Jack Goes Boating
Philip Seymour Hoffman stars in his directorial debut in Jack Goes Boating, a film that is adapted from his acclaimed Off Broadway play. Considering Philip Seymour Hoffman is one my favorite present-time actors, keeping my expectations for the film in-check was troublesome if not impossible. Still, I try to give an unbiased review of this indie film, which I confess was not easy.
Jack Goes Boating is about a single shy limousine driver in his 40s named Jack (Phillip Seymour Hoffman). His best friend happens to be his co-worker named Clyde (John Ortiz). Clyde’s wife Lucy (Daphne Rubin-Vega) works in a funeral home with Connie (Amy Ryan). Connie is also single and shy so Clyde and Lucy decide to play matchmaker as they both seem perfect for each other. They invite Jack and Connie over for a dinner date.
Going boating is somehow brought up in conversation and Jack, without realizing, makes the mistake of setting a date with Connie in summer, after they had just met. You can tell he is uncomfortable around women. Good thing for Jack is she is not fazed by the six month future date, but the bad thing for Jack is he does not know how to swim.
A similar mistake is made on their next encounter which takes place in a hospital. The two both agree that waiting for summer to come is going to be a while so Jack comes up with the idea of cooking her dinner. The suggestion makes Connie very happy and confesses that no one has ever cooked for her before. Jack realizes that he not only has a place to cook, living in the basement with his Uncle, but he does not even know how to cook. Jack continually puts himself these situations but seemingly not on purpose but rather out of sheer awkwardness Jack possess as a conversationalist.
Luckily for him, Clyde is there for him. Clyde bails Jack out by teaching him how to swim and letting him borrow his kitchen to cook in. And if that was not enough, Clyde even knows someone that can teach him how to cook. Needless to say, Clyde is a friend you can count on.
However, Jack gets the opportunity to return the favor to him when Clyde tells him that his wife has been cheating on him. Jack is no longer the one in need of help. Although, Jack admittedly states that he cannot relate to the situation, he still helps Clyde by allowing him to vent his problem.
As Clyde’s relationship with his wife is on a downward spiral, Jack’s is just starting to blossom. We see more than them just changing roles with their relationships, we see a transformation among their lives. The ending is up for interpretation but I think Clyde is ultimately the one looking up to Jack and perhaps be the one that dependents on him more now, instead of the other way around.
The scenes at times are almost painfully awkward but it fits because both Jack and Connie are awkward too. For an example, when Jack visits Connie when she is in the hospital, he brings his tape player and asks her to listen to a song. We are left to just watch her as she is listening to the music with headphones on and they say nothing. Realistic? Yes. But a little strange as a viewer, definitely.

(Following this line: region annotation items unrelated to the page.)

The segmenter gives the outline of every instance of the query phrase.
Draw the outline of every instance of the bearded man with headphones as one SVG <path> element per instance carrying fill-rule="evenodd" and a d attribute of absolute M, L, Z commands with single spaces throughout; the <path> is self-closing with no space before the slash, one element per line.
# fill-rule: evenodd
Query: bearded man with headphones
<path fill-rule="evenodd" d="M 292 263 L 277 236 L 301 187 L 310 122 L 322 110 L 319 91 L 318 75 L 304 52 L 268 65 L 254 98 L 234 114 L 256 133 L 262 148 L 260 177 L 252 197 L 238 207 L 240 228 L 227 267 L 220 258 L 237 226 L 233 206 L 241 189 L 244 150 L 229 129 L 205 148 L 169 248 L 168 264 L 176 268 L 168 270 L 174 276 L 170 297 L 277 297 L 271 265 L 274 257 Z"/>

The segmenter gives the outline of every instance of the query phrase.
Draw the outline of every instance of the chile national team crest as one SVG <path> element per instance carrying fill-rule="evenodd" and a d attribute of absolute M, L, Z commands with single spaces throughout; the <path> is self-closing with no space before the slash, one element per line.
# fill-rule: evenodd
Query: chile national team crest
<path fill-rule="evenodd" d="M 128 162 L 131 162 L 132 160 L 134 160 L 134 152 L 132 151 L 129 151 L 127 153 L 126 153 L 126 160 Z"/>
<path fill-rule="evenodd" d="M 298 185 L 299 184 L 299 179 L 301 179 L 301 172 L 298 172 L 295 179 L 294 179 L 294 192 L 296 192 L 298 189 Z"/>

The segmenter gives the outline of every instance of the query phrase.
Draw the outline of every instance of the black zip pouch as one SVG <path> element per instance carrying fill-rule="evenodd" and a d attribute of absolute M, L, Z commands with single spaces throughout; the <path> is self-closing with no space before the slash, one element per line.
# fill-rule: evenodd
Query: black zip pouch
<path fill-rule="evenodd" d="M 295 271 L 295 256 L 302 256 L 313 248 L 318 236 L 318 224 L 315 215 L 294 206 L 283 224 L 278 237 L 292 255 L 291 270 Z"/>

The characters were not given much background at first, instead the film jumps right in and you learn about them along the way. Which was a little off-putting at first but as you learn more about the character you can then start to connect with each of them. Eventually, we can empathize with the characters about what they are going through.
Jack Goes Boating is based on the play by Bob Glaudini and three out of the four main characters were in that play, so playing the role for them should have felt comfortable. One would have thought Amy Adams would have been part of that play as she easily fits right in but she was the new addition. I would have liked to have seen her up for Best Supporting Female for the Independent Spirit Awards this year instead of Daphne Rubin-Vega who played Lucy.
Philip Seymour Hoffman is one of the most under-rated, or at least forgotten about, current actor on screen. His acting performances are nothing short of brilliant and here is no exception. He seems nature playing the shy and vulnerable character which is one we have seen from him on a few films.
The soundtrack on Jack Goes Boating was both pleasant and fitting. It contains a few indie and folk bands which include a song from DeVotchKa, Cat Power and Goldfrapp as well as multiple songs by Fleet Foxes.
I had higher hopes for Philip Seymour Hoffman’s directorial debut but unfortunately the outcome was slightly above average. The dialog seemed out of place in a few spots and my guess is some scenes in general just worked better on stage. The transition from stage to screen is not an easy task as this film proves.